Wednesday, December 3, 2008

Out of Time

I wish I could take up Robert Christgau's challenge in a recent ARTicles blog post. He asked for a defense of prog rock:

What I'm looking for is a ringing, systematic, polemical defense in which the perceived shortcomings of danceable rhythms, blues changes, and foursquare structures are articulated. Not just that they're old hat, but that their old hatness signifies in substantively undesirable ways. That way everybody understands more clearly what's at stake.

It would be an interesting academic task, but my heart wouldn't be in it. I enjoyed reading the Jon Pareles piece on the Mars Volta that Christgau refers to more than than listening to the Mars Volta.

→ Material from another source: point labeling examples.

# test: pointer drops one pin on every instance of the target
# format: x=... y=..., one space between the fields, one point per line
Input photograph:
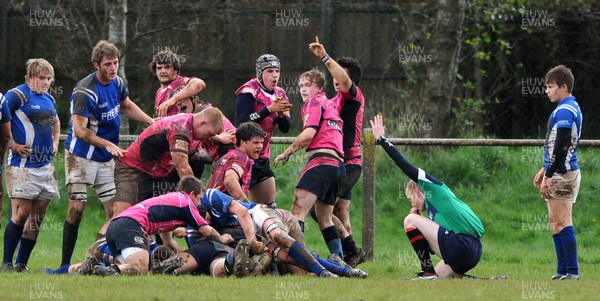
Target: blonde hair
x=412 y=187
x=314 y=76
x=104 y=49
x=35 y=67
x=212 y=116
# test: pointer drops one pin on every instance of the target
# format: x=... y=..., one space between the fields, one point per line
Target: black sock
x=25 y=249
x=419 y=243
x=70 y=232
x=229 y=261
x=12 y=237
x=332 y=239
x=349 y=245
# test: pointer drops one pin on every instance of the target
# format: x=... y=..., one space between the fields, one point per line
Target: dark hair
x=353 y=66
x=166 y=57
x=248 y=130
x=561 y=75
x=314 y=76
x=104 y=49
x=188 y=184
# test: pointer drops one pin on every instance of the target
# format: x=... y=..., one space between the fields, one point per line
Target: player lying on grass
x=214 y=259
x=99 y=254
x=275 y=226
x=127 y=233
x=280 y=230
x=452 y=230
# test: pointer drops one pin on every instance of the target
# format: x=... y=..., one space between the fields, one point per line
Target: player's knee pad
x=276 y=254
x=106 y=192
x=77 y=191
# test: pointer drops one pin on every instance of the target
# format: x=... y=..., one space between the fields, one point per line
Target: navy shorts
x=353 y=172
x=124 y=233
x=261 y=170
x=461 y=252
x=205 y=251
x=322 y=176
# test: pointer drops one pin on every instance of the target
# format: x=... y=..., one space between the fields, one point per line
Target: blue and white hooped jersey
x=4 y=114
x=101 y=105
x=566 y=115
x=33 y=116
x=218 y=203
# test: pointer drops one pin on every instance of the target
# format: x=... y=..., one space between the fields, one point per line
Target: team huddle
x=152 y=194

Still, I'd be faking if I shunned Genesis 1970-1975. The release of the box set has brought out closet Genesis fans in the critical world, and the recent issue of Mojo includes a buyer's guide to Genesis. One fairly empty night in a music club here in New Orleans, the bartender took a break from the subdudes and the Radiators to spin Selling England by the Pound, singing along when "I Know What I Like in Your Wardrobe" got to the line, "Me, I'm just a lawn mower. You can tell me by the way I walk."

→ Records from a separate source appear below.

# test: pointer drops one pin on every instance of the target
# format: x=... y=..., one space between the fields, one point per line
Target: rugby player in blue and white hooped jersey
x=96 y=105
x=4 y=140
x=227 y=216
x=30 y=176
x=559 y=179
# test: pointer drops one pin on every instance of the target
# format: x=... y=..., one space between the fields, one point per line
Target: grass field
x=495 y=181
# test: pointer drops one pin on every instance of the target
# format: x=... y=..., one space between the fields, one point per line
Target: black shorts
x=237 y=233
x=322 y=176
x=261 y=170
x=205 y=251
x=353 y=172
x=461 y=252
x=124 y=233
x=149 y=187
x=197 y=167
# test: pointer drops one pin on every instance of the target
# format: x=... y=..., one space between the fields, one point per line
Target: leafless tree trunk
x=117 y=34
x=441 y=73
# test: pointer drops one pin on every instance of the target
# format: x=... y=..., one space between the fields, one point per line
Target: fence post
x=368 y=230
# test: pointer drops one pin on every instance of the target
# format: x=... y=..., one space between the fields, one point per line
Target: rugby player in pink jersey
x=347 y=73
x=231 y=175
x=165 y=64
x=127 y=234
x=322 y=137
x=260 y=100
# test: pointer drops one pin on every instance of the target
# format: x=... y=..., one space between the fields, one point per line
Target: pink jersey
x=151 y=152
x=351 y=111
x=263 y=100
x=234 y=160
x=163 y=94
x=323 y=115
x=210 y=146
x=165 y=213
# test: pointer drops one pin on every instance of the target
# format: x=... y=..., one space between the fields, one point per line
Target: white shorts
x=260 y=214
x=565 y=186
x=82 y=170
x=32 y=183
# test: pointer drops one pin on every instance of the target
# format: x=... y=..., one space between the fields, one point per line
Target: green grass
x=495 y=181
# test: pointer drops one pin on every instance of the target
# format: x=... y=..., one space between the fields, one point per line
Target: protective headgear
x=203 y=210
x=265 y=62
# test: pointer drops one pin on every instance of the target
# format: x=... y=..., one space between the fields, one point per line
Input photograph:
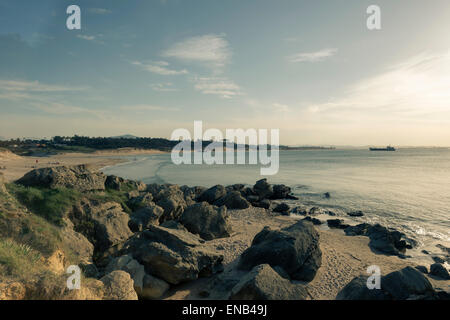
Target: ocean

Growing up in Southern Ontario, I was in one of the prog hotbeds in the 1970s, with Yes, Gentle Giant, King Crimson and Genesis getting regular airplay on CHUM-FM in Toronto. As I went through high school and discovered punk and arena rock, I bought cut-out copies of Nursery Cryme and Foxtrot, which typified what was right and wrong about Genesis for me. No matter how weird the idea or time signature, Tony Banks and Steve Hackett could figure out how to put something beautiful on top. At the same time, Peter Gabriel made sure that things were never simply lovely. That was all good, but the same odd British-ness that once drew me to those records explains why they don't speak to other records of their time or sense for me.

With the exception of The Lamb Lies Down on Broadway, the albums all seem isolated - in time, and from other music. They may have had some anxiety about their Limey past and present, but when exactly the past represented by Nursery Cryme took place is tough to nail down, and Selling England by the Pound may have been more contemporary, but that doesn't make it modern, much less post-modern. More than anything else, when I hear Genesis, I hear lonely prep school boys who discovered the musical equivalent of Dungeons and Dragons, something that could theoretically help them meet girls except that girls couldn't dance to it and they sat down like wallflowers or hid behind keyboards.

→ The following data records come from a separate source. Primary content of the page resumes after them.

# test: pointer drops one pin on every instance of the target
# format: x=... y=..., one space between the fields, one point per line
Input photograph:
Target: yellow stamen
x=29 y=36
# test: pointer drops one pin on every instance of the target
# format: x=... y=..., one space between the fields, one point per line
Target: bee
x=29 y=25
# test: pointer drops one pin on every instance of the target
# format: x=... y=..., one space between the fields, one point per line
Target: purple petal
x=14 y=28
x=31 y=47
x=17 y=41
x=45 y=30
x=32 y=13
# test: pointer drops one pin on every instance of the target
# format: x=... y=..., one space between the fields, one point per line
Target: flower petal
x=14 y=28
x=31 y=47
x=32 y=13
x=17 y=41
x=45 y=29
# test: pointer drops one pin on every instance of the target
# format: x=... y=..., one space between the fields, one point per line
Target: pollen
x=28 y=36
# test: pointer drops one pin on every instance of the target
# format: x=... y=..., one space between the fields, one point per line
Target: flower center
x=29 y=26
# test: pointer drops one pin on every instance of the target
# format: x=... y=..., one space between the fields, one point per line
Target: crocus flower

On the other hand, as impenetrable as the concept behind The Lamb Lies Down on Broadway may be, the music is often dense and clattering, mimicking the New York City streets they imagined from the British countryside, and some of Steve Hackett's uncharacteristically gnarled tangle of notes would predate much of what Robert Fripp would do on his brush with punk and new wave, Exposure. There are passages that consciously build a melodyless tension, emphasizing texture and drama on a low sizzle instead of the grand sweep of "Firth of Fifth" or "The Cinema Show".

But revisiting and reconsidering Genesis isn't enough to make me want more. I now have the little prog I care about - these albums, King Crimson's Red and USA, 801 Live and Kevin Ayers, but they're another sort of art-rock, really. And when I received the Yes Live box a few years back, I decided the drugs must really have been better back then because I found it unlistenable. Ultimately, I too am a prog dabbler at best.

Tuesday, December 2, 2008

What's the Problem?

Seriously, what's so outrageous about Beyonce's "Sasha Fierce" side that it has to be cordoned off on its own EP-length disc? (At least buyers aren't paying two-disc prices for the album). And what does it say about her that she feels like a dance club side is such a radical thing that it constitutes a second identity that requires its own name? I'd say it sounds like she's gone Hollywood, but she's always been Hollywood. More likely, it sounds like someone who's forgotten what first made her interesting ("Bootylicious").